How to lie with charts

Sun 20 Mar 2011 by mskala Tags used: , ,

I'm generally a fan of the IAEA, but this image I just grabbed from their Web site is a textbook example of slanting (literally!) a graphic image so that it misleads the reader.

Fuel temperature chart

The chart shows the temperature of two spent fuel pools at Fukushima Daiichi. Until the morning of March 19, UTC, the temperatures were slowly but steadily increasing. After that, they decreased significantly. These data could well be presented with a two-dimensional line chart.

But the makers of the chart above chose to project it into three dimensions in such a way that the lines slant downward even where the temperature is increasing - obscuring one of the most important pieces of information the numbers represent, which is the direction of change. A human being looking at the chart and not reading the numbers would get the incorrect impression that the temperature was consistently decreasing over the entire time period. Thus the chart has failed in its purpose of making the numbers understandable. The chart actually conveys a negative amount of information, because it conveys incorrect information. If you erased all the graphics and left only the numbers, readers would be better informed.

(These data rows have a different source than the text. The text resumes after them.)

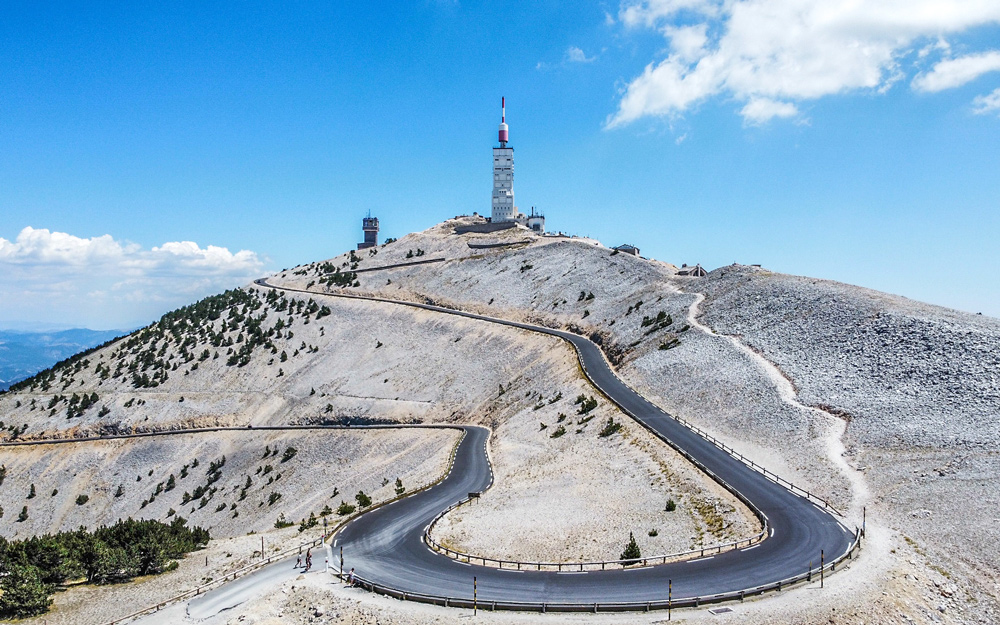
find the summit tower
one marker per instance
(503, 173)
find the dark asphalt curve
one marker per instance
(386, 547)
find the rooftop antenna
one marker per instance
(503, 135)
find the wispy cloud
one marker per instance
(571, 56)
(103, 282)
(760, 110)
(952, 73)
(771, 55)
(989, 103)
(576, 55)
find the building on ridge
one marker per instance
(504, 210)
(370, 226)
(625, 248)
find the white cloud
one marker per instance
(783, 50)
(104, 283)
(576, 55)
(952, 73)
(989, 103)
(760, 110)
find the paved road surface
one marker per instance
(385, 546)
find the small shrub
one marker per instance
(363, 500)
(610, 428)
(632, 553)
(345, 508)
(587, 405)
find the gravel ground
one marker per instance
(777, 366)
(869, 399)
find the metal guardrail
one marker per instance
(634, 606)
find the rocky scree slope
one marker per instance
(258, 356)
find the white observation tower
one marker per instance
(503, 174)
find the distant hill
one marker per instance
(23, 354)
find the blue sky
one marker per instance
(152, 155)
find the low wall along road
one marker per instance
(388, 549)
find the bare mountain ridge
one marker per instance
(916, 454)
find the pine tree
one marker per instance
(24, 594)
(631, 554)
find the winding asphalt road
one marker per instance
(385, 546)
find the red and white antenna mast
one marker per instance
(503, 122)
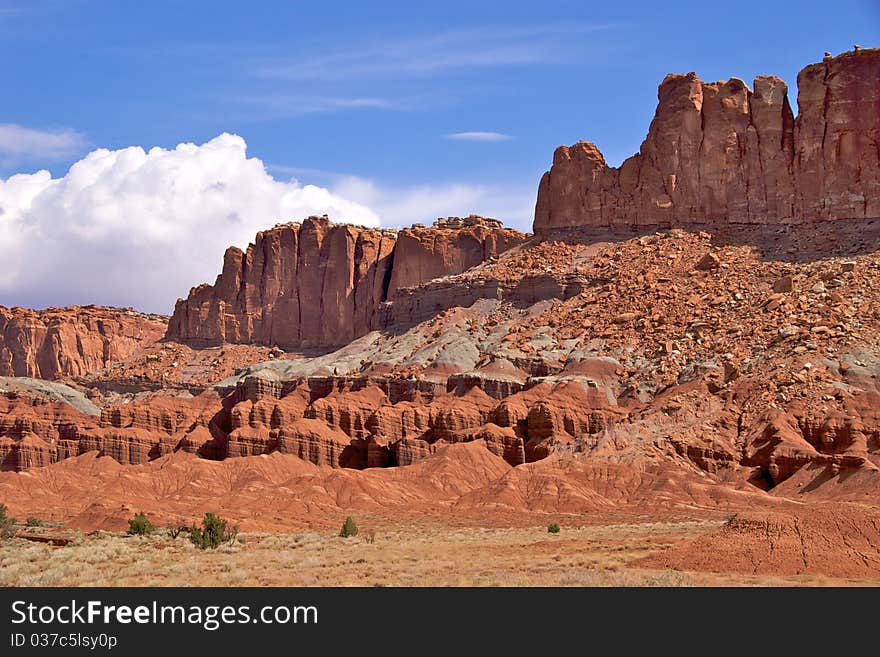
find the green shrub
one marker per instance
(348, 528)
(174, 532)
(140, 525)
(212, 532)
(6, 523)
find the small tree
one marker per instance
(348, 528)
(211, 534)
(140, 525)
(6, 523)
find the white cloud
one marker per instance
(139, 228)
(479, 135)
(20, 143)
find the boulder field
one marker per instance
(694, 332)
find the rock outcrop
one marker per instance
(72, 341)
(721, 153)
(319, 284)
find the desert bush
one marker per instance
(140, 525)
(212, 533)
(348, 528)
(174, 532)
(7, 524)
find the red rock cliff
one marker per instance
(723, 153)
(71, 341)
(321, 284)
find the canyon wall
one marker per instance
(72, 341)
(319, 284)
(721, 153)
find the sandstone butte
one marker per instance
(666, 372)
(721, 153)
(59, 342)
(318, 284)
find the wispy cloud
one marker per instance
(290, 106)
(402, 205)
(19, 143)
(479, 135)
(453, 49)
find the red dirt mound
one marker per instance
(834, 540)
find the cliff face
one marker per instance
(71, 341)
(321, 284)
(723, 153)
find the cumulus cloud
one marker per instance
(139, 228)
(19, 143)
(479, 135)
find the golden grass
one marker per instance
(399, 555)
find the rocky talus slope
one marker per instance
(727, 366)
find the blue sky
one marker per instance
(364, 98)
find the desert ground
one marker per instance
(387, 553)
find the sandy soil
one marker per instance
(385, 554)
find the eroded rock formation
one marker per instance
(320, 284)
(72, 341)
(721, 153)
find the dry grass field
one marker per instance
(381, 555)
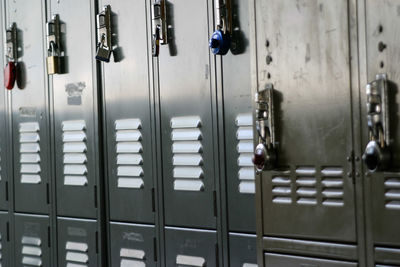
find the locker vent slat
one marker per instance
(392, 193)
(132, 257)
(77, 254)
(31, 251)
(129, 150)
(244, 136)
(74, 153)
(187, 151)
(29, 140)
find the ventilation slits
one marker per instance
(132, 257)
(392, 193)
(29, 141)
(77, 254)
(129, 153)
(74, 149)
(244, 136)
(31, 251)
(332, 186)
(187, 151)
(306, 191)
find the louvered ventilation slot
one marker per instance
(306, 191)
(392, 193)
(29, 152)
(332, 186)
(74, 149)
(77, 254)
(244, 135)
(132, 257)
(31, 251)
(187, 153)
(129, 153)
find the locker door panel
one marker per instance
(32, 245)
(186, 117)
(128, 116)
(189, 247)
(304, 51)
(77, 242)
(242, 250)
(29, 108)
(75, 98)
(132, 245)
(238, 120)
(4, 240)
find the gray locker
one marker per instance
(32, 240)
(278, 260)
(190, 247)
(130, 154)
(29, 108)
(237, 83)
(77, 242)
(132, 245)
(5, 258)
(382, 188)
(242, 250)
(75, 112)
(186, 109)
(304, 51)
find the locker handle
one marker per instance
(377, 155)
(265, 153)
(190, 261)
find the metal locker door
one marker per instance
(187, 117)
(132, 245)
(77, 242)
(31, 140)
(382, 188)
(128, 115)
(75, 112)
(5, 256)
(303, 50)
(237, 83)
(242, 250)
(32, 240)
(190, 247)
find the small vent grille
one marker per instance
(74, 149)
(392, 193)
(132, 257)
(77, 254)
(29, 152)
(31, 251)
(244, 135)
(187, 153)
(129, 153)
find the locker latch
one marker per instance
(10, 70)
(377, 155)
(265, 152)
(55, 55)
(104, 46)
(159, 26)
(220, 41)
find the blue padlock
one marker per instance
(220, 42)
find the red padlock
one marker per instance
(9, 75)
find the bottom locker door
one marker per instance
(280, 260)
(190, 247)
(132, 245)
(242, 250)
(32, 245)
(77, 240)
(4, 240)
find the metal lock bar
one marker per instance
(104, 46)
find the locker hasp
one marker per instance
(104, 46)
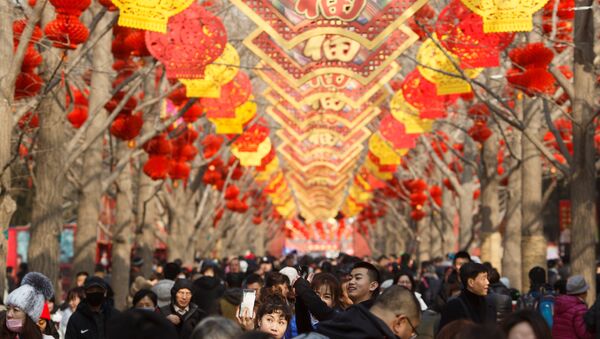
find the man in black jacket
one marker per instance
(394, 314)
(471, 303)
(93, 313)
(182, 312)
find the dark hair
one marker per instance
(145, 293)
(252, 279)
(30, 328)
(493, 276)
(332, 282)
(140, 324)
(461, 255)
(410, 277)
(470, 271)
(273, 303)
(533, 318)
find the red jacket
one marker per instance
(568, 320)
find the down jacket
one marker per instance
(568, 320)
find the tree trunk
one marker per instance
(7, 204)
(583, 173)
(534, 243)
(88, 211)
(490, 204)
(47, 218)
(512, 259)
(122, 234)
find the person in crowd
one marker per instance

If they were going to make a chart, there is no reason it needed to be a three-dimensional chart; and if they were going to make a three-dimensional chart, there is no reason they had to use that particular choice of projection angle. I hate to ascribe to malice that which could be explained by stupidity, but this really does look the way deliberate deception would look; and it has the same effect as deliberate deception even if it isn't actually deliberate deception.


This seems like the kind of thing that should really be thrown into the hall of shame at Edward Tufte's BBS: http://www.edwardtufte.com/bboard/q-and-a?topic_id=1

The useless three-dimensionality aside: A scatter plot would be even better than any line chart, because a line chart would falsely imply the existence of a linear progression between any two points. Maybe the IAEA doesn't think simple, slickly-produced graphics are sexy enough.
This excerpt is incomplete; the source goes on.